Truth be told, they can use every second between now and the start of free agency in mid-March to get ready for the reboot, reload or rebuild.

The Patriots need more coaches. That’s not even taking into consideration that some — most prominently Josh McDaniels — may be leaving.

Belichick was the defensive czar in 2019 even if Stephen Belichick was the one on the headset talking to Dont'a Hightower.

It was a role the elder Belichick kind of had to take. Brian Flores, Brendan Daly and Josh Boyer all left the organization a year after Matt Patricia went to Detroit. Greg Schiano backed out of the defensive coordinator job he seemed to have taken so Belichick basically said, “Screw it, I’ll do it myself.”

On offense, Joe Judge was splitting time between his specialty — special teams — and working for the first time with wide receivers. And not experienced wide receivers, either. With N’Keal Harry, Gunner Olszewski and Jakobi Meyers, Judge was working to get NFL kindergartners ready to play with the Steven Hawking of quarterbacks.

McDaniels will probably leave a year after receivers coach Chad O’Shea and quarterbacks assistant Jerry Schuplinski left.

The Patriots need to draft better. Twelve of the 32 players the Patriots have selected in the past four drafts have made measurable contributions. Not horrendous. But Joe Thuney is the lone Pro Bowl-caliber player. The others are N’Keal Harry, Chase Winovich, Jake Bailey, Isaiah Wynn, Sony Michel, Ja’Whaun Bentley, Deatrich Wise, Malcolm Mitchell, Jacoby Brissett, Elandon Roberts and Ted Karras. That’s a collection that’s mostly unproven or just OK.

Nowhere in that mix will you find a tight end, a position the Patriots ignored in the draft for most of the decade.

The Patriots need to do a better job in free agency.

Last March, they were beaten to the punch on wide receivers Adam Humphries and Cole Beasley.

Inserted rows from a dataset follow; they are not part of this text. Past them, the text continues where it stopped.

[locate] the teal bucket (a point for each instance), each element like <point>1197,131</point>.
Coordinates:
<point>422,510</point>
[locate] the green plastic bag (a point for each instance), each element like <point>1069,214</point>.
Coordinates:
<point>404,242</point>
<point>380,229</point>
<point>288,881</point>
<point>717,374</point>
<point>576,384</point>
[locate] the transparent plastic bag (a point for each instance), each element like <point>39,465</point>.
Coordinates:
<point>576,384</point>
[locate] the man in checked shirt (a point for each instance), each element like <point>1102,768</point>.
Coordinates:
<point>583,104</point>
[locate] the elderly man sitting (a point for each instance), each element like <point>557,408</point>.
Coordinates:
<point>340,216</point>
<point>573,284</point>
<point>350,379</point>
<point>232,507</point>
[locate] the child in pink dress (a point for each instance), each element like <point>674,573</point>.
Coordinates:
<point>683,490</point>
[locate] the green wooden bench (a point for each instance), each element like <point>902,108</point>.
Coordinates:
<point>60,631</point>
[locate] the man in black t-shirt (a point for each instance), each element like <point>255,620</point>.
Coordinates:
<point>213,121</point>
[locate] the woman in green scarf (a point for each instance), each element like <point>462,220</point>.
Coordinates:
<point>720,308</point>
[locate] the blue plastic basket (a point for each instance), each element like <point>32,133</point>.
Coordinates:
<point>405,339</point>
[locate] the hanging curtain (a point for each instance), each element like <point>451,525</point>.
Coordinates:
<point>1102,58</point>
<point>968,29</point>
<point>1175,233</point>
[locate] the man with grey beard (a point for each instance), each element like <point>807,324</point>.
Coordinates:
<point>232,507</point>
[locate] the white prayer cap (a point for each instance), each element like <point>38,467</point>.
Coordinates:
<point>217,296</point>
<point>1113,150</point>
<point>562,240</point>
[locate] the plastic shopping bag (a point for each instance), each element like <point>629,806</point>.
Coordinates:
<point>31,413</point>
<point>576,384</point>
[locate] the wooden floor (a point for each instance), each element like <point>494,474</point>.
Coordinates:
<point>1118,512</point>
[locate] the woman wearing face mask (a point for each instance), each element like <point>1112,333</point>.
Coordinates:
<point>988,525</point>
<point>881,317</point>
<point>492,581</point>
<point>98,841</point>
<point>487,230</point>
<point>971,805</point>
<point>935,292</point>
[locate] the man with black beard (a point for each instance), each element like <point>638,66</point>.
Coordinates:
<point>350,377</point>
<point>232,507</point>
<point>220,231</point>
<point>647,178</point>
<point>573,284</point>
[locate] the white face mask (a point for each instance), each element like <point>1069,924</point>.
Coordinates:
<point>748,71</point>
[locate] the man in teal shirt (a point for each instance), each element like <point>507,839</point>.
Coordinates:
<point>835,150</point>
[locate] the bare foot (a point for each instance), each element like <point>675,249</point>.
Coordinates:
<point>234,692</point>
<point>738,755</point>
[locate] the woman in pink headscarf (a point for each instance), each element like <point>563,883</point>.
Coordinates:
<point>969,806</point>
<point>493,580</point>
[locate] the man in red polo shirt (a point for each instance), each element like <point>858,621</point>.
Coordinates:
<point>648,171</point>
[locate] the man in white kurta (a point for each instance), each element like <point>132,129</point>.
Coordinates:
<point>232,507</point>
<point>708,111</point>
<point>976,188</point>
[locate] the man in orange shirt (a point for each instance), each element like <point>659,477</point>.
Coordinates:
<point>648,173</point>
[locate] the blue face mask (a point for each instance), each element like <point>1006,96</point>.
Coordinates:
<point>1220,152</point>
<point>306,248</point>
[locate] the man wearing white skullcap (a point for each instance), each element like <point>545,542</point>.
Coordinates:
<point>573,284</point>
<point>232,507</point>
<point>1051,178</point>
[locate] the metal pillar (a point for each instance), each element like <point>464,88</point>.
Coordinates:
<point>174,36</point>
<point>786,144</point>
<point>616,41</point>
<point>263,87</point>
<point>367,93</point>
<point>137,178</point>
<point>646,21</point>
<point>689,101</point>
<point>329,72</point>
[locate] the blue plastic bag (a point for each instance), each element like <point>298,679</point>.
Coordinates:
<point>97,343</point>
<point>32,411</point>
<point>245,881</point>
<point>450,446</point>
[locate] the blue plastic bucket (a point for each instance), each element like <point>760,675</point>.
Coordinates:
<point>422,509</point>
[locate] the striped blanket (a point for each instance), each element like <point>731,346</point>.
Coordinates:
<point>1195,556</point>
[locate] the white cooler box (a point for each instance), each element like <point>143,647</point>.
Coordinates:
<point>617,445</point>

They couldn’t entice tight end Jared Cook to sign.

In both 2018 and 2019, they scrambled for wide receiver solutions after starting the season understaffed. They wound up bringing aboard two of the league’s most undependable players at that position — Josh Gordon and Antonio Brown.

A parade of old, injured or mediocre personnel has been cycled through — Maurice Harris, Dontrelle Inman, Bruce Ellington, Demaryius Thomas, Jordan Matthews (you get the point). A dynamic, reliable player like Danny Amendola wasn’t replaced. An explosive player like Brandin Cooks hasn’t been either.

The Patriots went from having the best tight end in NFL history to cycling through a group that included Austin Seferian-Jenkins, Lance Kendricks and Ryan Izzo before settling in on Ben Watson and Matt LaCosse, who combined for 30 catches.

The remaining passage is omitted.